In one of the largest data theft cases in years, a former Countrywide employee was arrested Aug. 1 and charged with illegally accessing the firm’s computers for more than two years.
The information was being sold to mortgage brokers to be used as sales leads, federal authorities said in August.
As many as 2 million loan applicants may have had their data stolen, the FBI said. Countrywide called that figure too high but declined to provide its own estimate.
Countrywide spokesman Rick Simon said the lender, which was acquired by Bank of America Corp. on July 1, was working closely with the FBI on the case.
So far, no financial harm has been reported as a result of the theft, Simon said.
“The investigations have not produced any indication that this has led to any borrower being a victim of identity theft or fraud,” he said.
Letters from Countrywide that customers said were arriving this week offer them daily monitoring of their credit files maintained by the three major credit reporting companies, Experian, Equifax and TransUnion.
The service, provided at no cost to the customers by an Experian business unit, ConsumerInfo.com, includes e-mail alerts of significant changes in credit reports, according to Countrywide, which advised customers to carefully monitor their financial accounts.

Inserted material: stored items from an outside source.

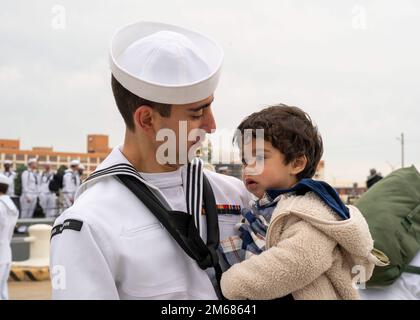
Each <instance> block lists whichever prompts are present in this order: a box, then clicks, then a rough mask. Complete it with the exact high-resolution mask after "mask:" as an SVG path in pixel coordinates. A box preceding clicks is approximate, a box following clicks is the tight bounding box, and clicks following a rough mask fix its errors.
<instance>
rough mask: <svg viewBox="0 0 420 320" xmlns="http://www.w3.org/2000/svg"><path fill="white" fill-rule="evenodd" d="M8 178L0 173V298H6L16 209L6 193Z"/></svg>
mask: <svg viewBox="0 0 420 320" xmlns="http://www.w3.org/2000/svg"><path fill="white" fill-rule="evenodd" d="M9 187H10V179H9V177H6V176H5V175H3V174H2V173H0V300H7V299H8V290H7V279H8V278H9V273H10V266H11V263H12V250H11V248H10V242H11V240H12V237H13V231H14V229H15V225H16V221H17V218H18V215H19V212H18V209H17V208H16V206H15V205H14V203H13V201H12V200H11V199H10V197H9V196H8V195H7V189H8V188H9Z"/></svg>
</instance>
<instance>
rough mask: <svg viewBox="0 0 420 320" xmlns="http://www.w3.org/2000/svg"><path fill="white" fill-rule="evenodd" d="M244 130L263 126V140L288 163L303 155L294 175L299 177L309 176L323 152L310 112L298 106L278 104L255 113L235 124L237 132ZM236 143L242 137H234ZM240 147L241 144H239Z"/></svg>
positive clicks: (313, 168)
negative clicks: (296, 173) (298, 165)
mask: <svg viewBox="0 0 420 320" xmlns="http://www.w3.org/2000/svg"><path fill="white" fill-rule="evenodd" d="M246 129H251V130H252V136H253V137H256V129H264V140H265V141H268V142H270V143H271V144H272V145H273V147H274V148H276V149H277V150H279V151H280V152H281V153H282V154H284V157H285V164H289V163H290V162H291V161H294V160H295V159H297V158H298V157H300V156H303V155H304V156H306V158H307V160H308V162H307V164H306V167H305V169H304V170H303V171H302V172H300V173H299V174H298V175H297V178H298V179H299V180H301V179H304V178H312V177H313V176H314V175H315V171H316V168H317V166H318V163H319V161H320V160H321V157H322V153H323V144H322V138H321V136H320V134H319V132H318V129H317V127H316V126H315V125H314V124H313V123H312V120H311V118H310V117H309V115H308V114H307V113H306V112H304V111H303V110H301V109H300V108H298V107H293V106H287V105H285V104H278V105H274V106H270V107H267V108H265V109H263V110H261V111H259V112H254V113H253V114H251V115H250V116H248V117H247V118H245V119H244V120H243V121H242V122H241V123H240V125H239V126H238V128H237V130H239V131H237V133H239V132H240V133H241V135H242V136H244V131H245V130H246ZM234 140H235V141H236V142H237V143H238V144H239V143H242V142H241V141H242V139H237V137H235V138H234ZM239 147H241V146H239Z"/></svg>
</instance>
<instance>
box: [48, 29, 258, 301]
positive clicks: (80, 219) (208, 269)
mask: <svg viewBox="0 0 420 320" xmlns="http://www.w3.org/2000/svg"><path fill="white" fill-rule="evenodd" d="M222 60H223V51H222V49H221V47H220V46H219V45H218V44H217V43H215V42H214V41H213V40H211V39H209V38H208V37H206V36H204V35H202V34H199V33H196V32H193V31H190V30H186V29H183V28H180V27H176V26H172V25H166V24H161V23H152V22H139V23H134V24H131V25H128V26H125V27H123V28H121V29H120V30H119V31H118V32H117V33H116V34H115V35H114V38H113V40H112V44H111V52H110V62H111V71H112V77H111V84H112V89H113V94H114V98H115V101H116V104H117V107H118V109H119V111H120V113H121V115H122V117H123V119H124V122H125V126H126V131H125V139H124V143H123V144H122V145H120V146H117V147H116V148H114V149H113V150H112V152H111V153H110V154H109V155H108V157H107V158H106V159H105V160H104V161H103V162H102V163H101V164H100V165H99V166H98V168H97V169H96V171H95V172H94V173H93V174H92V175H91V176H90V177H89V178H88V179H86V180H85V181H84V183H83V184H82V185H81V187H80V188H79V189H78V191H77V193H76V201H75V203H74V205H73V206H72V207H71V208H69V209H68V210H66V211H65V212H64V213H63V214H62V215H61V216H60V217H59V218H58V219H57V220H56V222H55V226H54V228H53V231H52V236H51V262H50V263H51V265H50V268H51V269H50V270H51V271H52V284H53V285H52V287H53V294H52V297H53V299H217V298H218V294H217V293H216V291H217V287H215V286H214V285H213V283H212V281H214V277H213V276H214V272H213V271H214V270H215V269H216V266H215V269H213V268H210V267H209V268H207V267H206V266H207V265H208V264H214V265H216V264H217V263H216V262H217V261H218V259H217V255H216V256H215V255H214V252H215V251H214V250H211V248H212V249H214V248H213V247H211V243H212V244H214V243H215V242H218V240H219V233H220V238H225V237H227V236H230V235H232V234H233V233H235V231H234V225H235V224H236V223H237V222H238V221H239V219H240V210H241V208H243V207H248V205H249V202H250V200H251V196H250V194H249V193H248V192H247V191H246V189H245V187H244V186H243V184H242V182H241V181H240V180H239V179H236V178H234V177H230V176H226V175H220V174H218V173H215V172H211V171H209V170H204V172H203V171H201V168H202V163H201V162H200V160H198V159H191V161H192V162H191V163H189V161H181V160H180V159H181V158H182V157H183V156H185V154H186V153H187V151H188V152H190V151H191V150H194V149H193V148H195V147H197V143H196V142H197V140H193V141H189V140H188V141H187V139H183V138H182V137H181V136H182V135H181V134H179V131H180V129H181V128H182V127H183V126H184V125H185V124H186V129H187V130H186V131H187V132H188V133H191V132H193V130H194V129H201V133H202V132H205V133H211V132H212V131H213V129H215V127H216V124H215V120H214V117H213V112H212V103H213V99H214V95H213V94H214V92H215V89H216V86H217V83H218V80H219V76H220V71H221V65H222ZM163 129H166V131H165V130H163ZM168 130H169V132H171V133H173V134H174V136H175V137H176V141H175V143H174V144H170V147H173V148H174V150H175V153H176V157H175V160H174V161H172V160H173V159H169V160H168V159H166V160H167V161H162V160H164V159H163V158H164V156H165V154H166V153H165V152H166V151H168V152H167V154H168V158H169V153H170V152H169V148H168V149H167V150H166V151H165V152H163V153H162V152H161V151H162V149H165V148H164V147H165V142H164V141H163V140H166V139H160V138H159V136H160V135H159V134H160V133H162V131H165V132H168ZM183 142H185V146H186V147H185V149H183V147H182V148H181V145H184V144H183ZM166 146H167V145H166ZM172 150H173V149H172ZM191 154H194V152H192V153H191ZM188 160H190V158H188ZM127 179H128V180H127ZM130 179H131V180H130ZM130 181H131V182H132V184H131V185H130V183H129V182H130ZM133 181H134V182H133ZM141 186H143V187H145V188H146V189H147V190H146V191H145V192H144V193H143V197H141V196H139V190H140V189H141ZM142 190H144V189H142ZM203 193H204V194H206V196H205V197H203V196H202V194H203ZM150 199H154V200H153V201H149V200H150ZM156 199H157V200H156ZM203 203H204V205H203V206H202V204H203ZM212 203H213V204H214V205H212ZM152 207H154V208H155V209H156V208H157V207H159V208H164V209H159V210H160V211H159V210H158V209H156V211H155V210H153V209H151V208H152ZM202 208H204V209H205V210H204V209H202ZM213 209H214V210H213ZM162 210H163V211H162ZM157 212H160V213H162V212H166V213H167V212H169V215H168V216H167V219H164V218H162V216H159V215H158V214H157ZM213 213H215V215H214V214H213ZM218 213H219V215H218ZM177 217H184V218H185V217H190V218H191V219H193V221H194V225H193V226H192V223H191V224H189V226H190V227H189V228H190V229H188V230H190V231H191V234H192V235H196V234H199V236H197V237H196V238H194V241H195V242H194V243H196V244H198V243H201V242H200V241H202V243H204V242H205V241H207V243H206V245H207V247H206V248H207V249H208V250H207V249H206V250H207V251H206V250H204V251H205V254H206V257H210V258H209V260H206V261H204V260H199V259H196V258H194V257H193V258H192V256H193V255H191V252H190V253H187V249H188V250H189V249H191V248H192V247H190V246H187V249H186V248H185V247H182V246H181V244H180V243H182V241H184V240H185V239H184V238H181V239H180V238H179V237H178V238H177V234H179V233H177V232H174V229H172V227H171V224H170V223H169V224H168V223H167V222H168V221H169V219H171V220H172V219H177ZM213 217H215V218H214V219H215V220H214V219H213ZM191 219H187V220H188V221H192V220H191ZM213 221H214V222H215V223H213ZM217 226H218V227H219V229H218V230H217ZM177 230H178V229H177ZM215 230H217V232H219V233H217V232H216V231H215ZM178 231H179V230H178ZM215 235H217V241H213V240H214V237H215ZM197 239H198V240H197ZM210 239H211V240H212V241H210ZM187 240H188V241H189V238H188V239H187ZM188 243H190V242H188ZM200 245H201V244H200ZM216 245H217V244H216ZM195 252H196V251H194V253H195ZM209 252H210V253H211V256H209V255H208V253H209ZM197 261H200V264H199V262H197ZM206 268H207V269H206ZM212 270H213V271H212ZM215 272H216V274H217V270H216V271H215Z"/></svg>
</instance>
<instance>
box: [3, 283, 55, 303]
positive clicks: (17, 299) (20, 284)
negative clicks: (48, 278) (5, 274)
mask: <svg viewBox="0 0 420 320" xmlns="http://www.w3.org/2000/svg"><path fill="white" fill-rule="evenodd" d="M8 284H9V299H10V300H49V299H51V282H50V281H9V283H8Z"/></svg>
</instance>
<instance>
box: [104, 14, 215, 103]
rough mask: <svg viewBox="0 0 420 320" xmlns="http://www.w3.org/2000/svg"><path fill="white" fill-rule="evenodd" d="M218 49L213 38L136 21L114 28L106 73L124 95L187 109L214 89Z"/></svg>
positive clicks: (180, 28)
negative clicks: (210, 37) (142, 98)
mask: <svg viewBox="0 0 420 320" xmlns="http://www.w3.org/2000/svg"><path fill="white" fill-rule="evenodd" d="M222 62H223V50H222V48H221V47H220V46H219V45H218V44H217V43H216V42H215V41H213V40H212V39H210V38H208V37H207V36H204V35H202V34H199V33H197V32H194V31H190V30H187V29H184V28H180V27H177V26H173V25H168V24H163V23H154V22H137V23H134V24H130V25H127V26H124V27H122V28H121V29H119V30H118V31H117V32H116V33H115V35H114V37H113V39H112V42H111V50H110V64H111V71H112V74H113V75H114V77H115V78H116V79H117V81H118V82H119V83H120V84H121V85H122V86H123V87H124V88H126V89H127V90H129V91H130V92H132V93H134V94H135V95H137V96H139V97H142V98H144V99H147V100H150V101H154V102H160V103H167V104H187V103H193V102H197V101H200V100H204V99H206V98H207V97H209V96H211V95H212V94H213V93H214V91H215V90H216V87H217V84H218V82H219V77H220V72H221V66H222Z"/></svg>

Insurance broker Jack Henderson of San Dimas said he nearly destroyed the letter because the envelope, which said “urgent security notification,” looked like junk mail.
“I almost shredded it without opening it,” Henderson said. “In the insurance business, I get worthless stuff that looks like that all the time.”
The fired former employee, Rene Rebollo of Pasadena, a senior analyst for Countrywide’s subprime lending subsidiary, has pleaded not guilty and is free on bail pending trial Oct. 7, prosecutors said. His attorney, Michael V. Severo of Los Angeles, couldn’t be reached for comment.
A second suspect, Wahid Siddiqi of Thousand Oaks, was being held at the Metropolitan Detention Center on a fraud charge after allegedly trying to sell Countrywide data to an undercover federal agent. He has pleaded not guilty and is scheduled for trial Oct. 14.
Sidiqqi’s attorney, Jeffrey A. Lipow of Beverly Hills, said he was “cautiously optimistic” about settling the case before trial.
Lipow said his own investigation indicated that during the heady days of the housing boom it was common for mortgage brokers to purchase data about applicants at large lenders that could be used to pitch loans to them.
Additional arrests in the case are possible, said FBI spokeswoman Laura Eimiller.
Two Countrywide customers sued the lender and its parent company last month in U.S. District Court in Los Angeles, accusing Countrywide and Bank of America of failing to protect customers’ sensitive information. The suit asks that it be certified as a class action.